Figure 2. Item characteristic curves for each Chinese version of the eHealth Literacy Scale. Curves indicate the probability of participants at varying levels of eHealth literacy. C-eHEALS: Chinese version of the eHealth Literacy Scale.
View this figure
Figure 3. Item information curves and test information function for item characteristic curves. Curves indicate the amount of psychometric information (ie, the reciprocal of the standard error of measurement) provided by the instrument. C-eHEALS: Chinese version of the eHealth Literacy Scale.
View this figure
Figure 4. Test characteristic curve for Chinese version of the eHealth Literacy Scale.
View this figure

Criterion Validity

The results of Poisson regression of the relationship between the C-eHEALS score and SOHISB are displayed in Tables 5 and 6. The odds ratio of the C-eHEALS score is significantly positive, which indicates that participants with higher C-eHEALS scores will have more diverse online health information–seeking behaviors. Hence, the C-eHEALS was shown to have good criterion validity for the Chinese rural population. In addition, coefficients of demographic variables (sex, age, and marital status) do not shown statistical significance, which means the SOHISB does not vary significantly with sex, age, and marital status.
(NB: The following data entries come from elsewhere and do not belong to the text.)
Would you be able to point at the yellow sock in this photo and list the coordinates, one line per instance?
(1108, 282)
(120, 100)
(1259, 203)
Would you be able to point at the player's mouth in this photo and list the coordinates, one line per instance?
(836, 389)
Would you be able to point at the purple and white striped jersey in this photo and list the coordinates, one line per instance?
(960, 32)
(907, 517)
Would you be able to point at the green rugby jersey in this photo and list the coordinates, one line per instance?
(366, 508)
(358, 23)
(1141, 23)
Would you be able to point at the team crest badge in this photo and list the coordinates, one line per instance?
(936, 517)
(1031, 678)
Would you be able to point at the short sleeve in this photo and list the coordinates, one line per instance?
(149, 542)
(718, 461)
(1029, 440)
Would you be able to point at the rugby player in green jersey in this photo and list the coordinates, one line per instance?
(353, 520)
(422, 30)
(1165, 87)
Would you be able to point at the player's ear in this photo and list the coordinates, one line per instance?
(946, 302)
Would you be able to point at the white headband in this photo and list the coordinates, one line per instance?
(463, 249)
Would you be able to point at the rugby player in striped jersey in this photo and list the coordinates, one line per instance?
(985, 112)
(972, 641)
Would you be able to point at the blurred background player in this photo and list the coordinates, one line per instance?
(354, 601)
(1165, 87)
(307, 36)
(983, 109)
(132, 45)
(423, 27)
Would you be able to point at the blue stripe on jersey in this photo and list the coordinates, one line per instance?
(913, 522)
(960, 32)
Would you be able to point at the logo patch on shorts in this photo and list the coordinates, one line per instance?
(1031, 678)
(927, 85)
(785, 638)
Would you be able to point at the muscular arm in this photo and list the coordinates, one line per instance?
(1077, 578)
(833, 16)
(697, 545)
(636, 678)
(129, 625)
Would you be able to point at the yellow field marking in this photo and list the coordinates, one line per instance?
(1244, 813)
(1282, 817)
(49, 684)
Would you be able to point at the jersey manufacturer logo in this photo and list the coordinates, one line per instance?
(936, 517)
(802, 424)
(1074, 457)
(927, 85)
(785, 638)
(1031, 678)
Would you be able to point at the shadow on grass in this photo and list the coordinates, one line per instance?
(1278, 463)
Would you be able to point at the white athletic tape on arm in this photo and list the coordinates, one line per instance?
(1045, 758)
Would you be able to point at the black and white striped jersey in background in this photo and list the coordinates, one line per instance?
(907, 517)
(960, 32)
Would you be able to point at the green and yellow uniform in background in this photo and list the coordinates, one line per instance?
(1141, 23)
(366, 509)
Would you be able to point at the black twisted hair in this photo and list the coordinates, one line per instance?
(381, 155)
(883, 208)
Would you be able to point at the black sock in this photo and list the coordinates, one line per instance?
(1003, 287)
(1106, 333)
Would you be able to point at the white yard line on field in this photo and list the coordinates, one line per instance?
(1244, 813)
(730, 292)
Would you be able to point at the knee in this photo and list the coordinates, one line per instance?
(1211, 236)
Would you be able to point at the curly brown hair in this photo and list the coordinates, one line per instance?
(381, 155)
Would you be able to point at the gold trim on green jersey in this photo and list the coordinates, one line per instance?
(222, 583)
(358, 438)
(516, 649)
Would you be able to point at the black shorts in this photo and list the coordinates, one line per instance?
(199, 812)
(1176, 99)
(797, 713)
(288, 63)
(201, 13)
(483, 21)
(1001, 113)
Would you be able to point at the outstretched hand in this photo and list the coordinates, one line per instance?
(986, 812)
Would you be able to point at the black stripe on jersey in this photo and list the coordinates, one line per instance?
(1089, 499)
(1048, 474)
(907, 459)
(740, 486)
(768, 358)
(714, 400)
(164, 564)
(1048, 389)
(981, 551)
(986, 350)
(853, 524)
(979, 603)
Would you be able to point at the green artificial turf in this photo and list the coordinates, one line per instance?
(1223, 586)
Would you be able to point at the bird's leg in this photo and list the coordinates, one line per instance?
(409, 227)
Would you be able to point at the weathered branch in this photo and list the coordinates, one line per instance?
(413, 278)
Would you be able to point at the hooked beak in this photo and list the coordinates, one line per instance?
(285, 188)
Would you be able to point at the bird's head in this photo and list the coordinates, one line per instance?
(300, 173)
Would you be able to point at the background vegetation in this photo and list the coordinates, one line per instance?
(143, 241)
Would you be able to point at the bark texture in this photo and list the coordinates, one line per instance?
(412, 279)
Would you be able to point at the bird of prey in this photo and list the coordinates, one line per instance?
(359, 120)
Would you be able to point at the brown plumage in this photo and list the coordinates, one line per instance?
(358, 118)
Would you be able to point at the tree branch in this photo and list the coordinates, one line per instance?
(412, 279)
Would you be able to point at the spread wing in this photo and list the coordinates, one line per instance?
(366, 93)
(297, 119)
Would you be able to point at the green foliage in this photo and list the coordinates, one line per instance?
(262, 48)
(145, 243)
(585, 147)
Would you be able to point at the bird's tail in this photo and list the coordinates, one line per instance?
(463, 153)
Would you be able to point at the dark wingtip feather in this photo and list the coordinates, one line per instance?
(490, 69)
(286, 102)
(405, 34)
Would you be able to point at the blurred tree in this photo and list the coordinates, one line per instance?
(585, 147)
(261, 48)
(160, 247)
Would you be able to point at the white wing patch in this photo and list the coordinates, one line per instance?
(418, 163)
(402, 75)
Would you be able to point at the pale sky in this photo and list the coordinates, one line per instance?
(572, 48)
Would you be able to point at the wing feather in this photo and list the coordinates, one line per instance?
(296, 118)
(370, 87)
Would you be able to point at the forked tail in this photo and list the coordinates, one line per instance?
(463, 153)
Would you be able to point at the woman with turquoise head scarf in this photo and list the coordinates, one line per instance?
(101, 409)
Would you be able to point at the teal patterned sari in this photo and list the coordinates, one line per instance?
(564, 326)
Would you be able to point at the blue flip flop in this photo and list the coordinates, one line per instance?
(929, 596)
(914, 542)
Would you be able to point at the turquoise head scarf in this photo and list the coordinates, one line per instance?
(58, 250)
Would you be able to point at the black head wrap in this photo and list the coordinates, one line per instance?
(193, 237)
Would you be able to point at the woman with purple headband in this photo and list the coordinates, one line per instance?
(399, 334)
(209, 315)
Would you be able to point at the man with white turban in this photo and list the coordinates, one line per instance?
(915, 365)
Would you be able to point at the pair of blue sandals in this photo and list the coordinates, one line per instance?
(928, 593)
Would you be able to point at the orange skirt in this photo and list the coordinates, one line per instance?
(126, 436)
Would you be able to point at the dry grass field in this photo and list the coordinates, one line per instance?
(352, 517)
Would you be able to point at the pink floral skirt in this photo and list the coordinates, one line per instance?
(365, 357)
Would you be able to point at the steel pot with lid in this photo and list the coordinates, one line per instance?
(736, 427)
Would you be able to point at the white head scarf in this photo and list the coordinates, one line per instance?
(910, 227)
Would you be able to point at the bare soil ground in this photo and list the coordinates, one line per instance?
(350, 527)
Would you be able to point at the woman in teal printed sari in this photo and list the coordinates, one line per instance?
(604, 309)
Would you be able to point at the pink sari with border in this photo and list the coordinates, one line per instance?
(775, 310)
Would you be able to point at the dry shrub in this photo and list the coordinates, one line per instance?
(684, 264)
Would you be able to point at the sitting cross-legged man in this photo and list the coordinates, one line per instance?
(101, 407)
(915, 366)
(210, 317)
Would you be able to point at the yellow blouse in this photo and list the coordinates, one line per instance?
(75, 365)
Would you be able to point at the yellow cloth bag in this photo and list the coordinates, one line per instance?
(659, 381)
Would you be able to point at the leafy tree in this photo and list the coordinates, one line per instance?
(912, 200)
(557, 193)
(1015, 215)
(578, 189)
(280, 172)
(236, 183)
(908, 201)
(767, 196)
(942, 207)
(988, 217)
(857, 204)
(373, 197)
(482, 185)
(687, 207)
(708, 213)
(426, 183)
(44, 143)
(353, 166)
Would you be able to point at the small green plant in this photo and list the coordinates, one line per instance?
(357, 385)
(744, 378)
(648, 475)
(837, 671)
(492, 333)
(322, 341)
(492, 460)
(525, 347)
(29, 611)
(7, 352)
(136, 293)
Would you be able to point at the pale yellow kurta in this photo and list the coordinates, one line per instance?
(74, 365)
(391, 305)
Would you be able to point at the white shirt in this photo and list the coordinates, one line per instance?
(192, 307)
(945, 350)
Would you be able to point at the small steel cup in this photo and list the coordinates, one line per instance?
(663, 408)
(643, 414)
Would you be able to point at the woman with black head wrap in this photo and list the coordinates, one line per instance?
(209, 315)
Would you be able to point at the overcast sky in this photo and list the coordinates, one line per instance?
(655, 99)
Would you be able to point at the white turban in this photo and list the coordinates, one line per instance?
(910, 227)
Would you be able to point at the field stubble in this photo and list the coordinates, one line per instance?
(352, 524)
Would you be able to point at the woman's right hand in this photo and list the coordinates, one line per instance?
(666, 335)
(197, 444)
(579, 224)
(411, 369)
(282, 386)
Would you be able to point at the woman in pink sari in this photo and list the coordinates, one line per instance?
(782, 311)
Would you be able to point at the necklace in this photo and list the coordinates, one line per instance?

However, five dummy variables of socioeconomic status (educational background and employment status) presented significant positive associations with SOHISB. These results are consistent with the knowledge gap hypothesis [45] that implies that individuals will have more possibility to access the information channels to obtain useful information if they are living with higher socioeconomic status. More importantly, even after controlling for all these variables, the C-eHEALS score still plays a positive role in accessing internet technologies to seek health information. The findings in Tables 5 and 6 also suggest that eHealth literacy may have strong practical significance for its implementation to overcome social disparities.

Table 5. Poisson regression results of relationship between C-eHEALS score and SOHISB.
ItemOdds ratioSDT valueP value95% CI
C-eHEALS scorea1.030.073.66<.0011.01-1.04
Educational Background (0=primary school and below)

Junior middle school1.

Senior middle school1.430.153.37.0011.16-1.76

Junior college and above1.410.172.79.0051.11-1.80
Employment status (0=farming)

Working within the county1.480.134.64<.0011.26-1.75

Working outside the county1.

Not working1.


aC-eHEALS: simplified Chinese version of the eHealth Literacy Scale.

Table 6. Poisson regression results.
Model Fit Value
Observations, n543
χ2 (df)103.2 (11)
Log likelihood–1062

Principal Findings and Implications

This study investigated the psychometric properties of the simplified C-eHEALS in a Chinese rural population via both classical test theory and item response theory approaches.

Classical test theory analyses demonstrated that the C-eHEALS has good reliability and validity for the rural population in China. The internal consistency of the C-eHEALS was .834, which was comparable to the original eHEALS’ alpha value of .88 reported by Norman and Skinner [11]. Exploratory factor analysis results revealed that the C-eHEALS has a one-factor structure, which is consistent with the structures of the original eHEALS [11] and its traditional Chinese version [17]. Surprisingly, the factor accounted for more than 91.8% of the variance, which is much higher than that reported in previous findings [11,14,16,17,25]. Furthermore, referring to previous studies’ suggestions [25,29], this one-factor structure also fit well in the confirmatory factor analysis.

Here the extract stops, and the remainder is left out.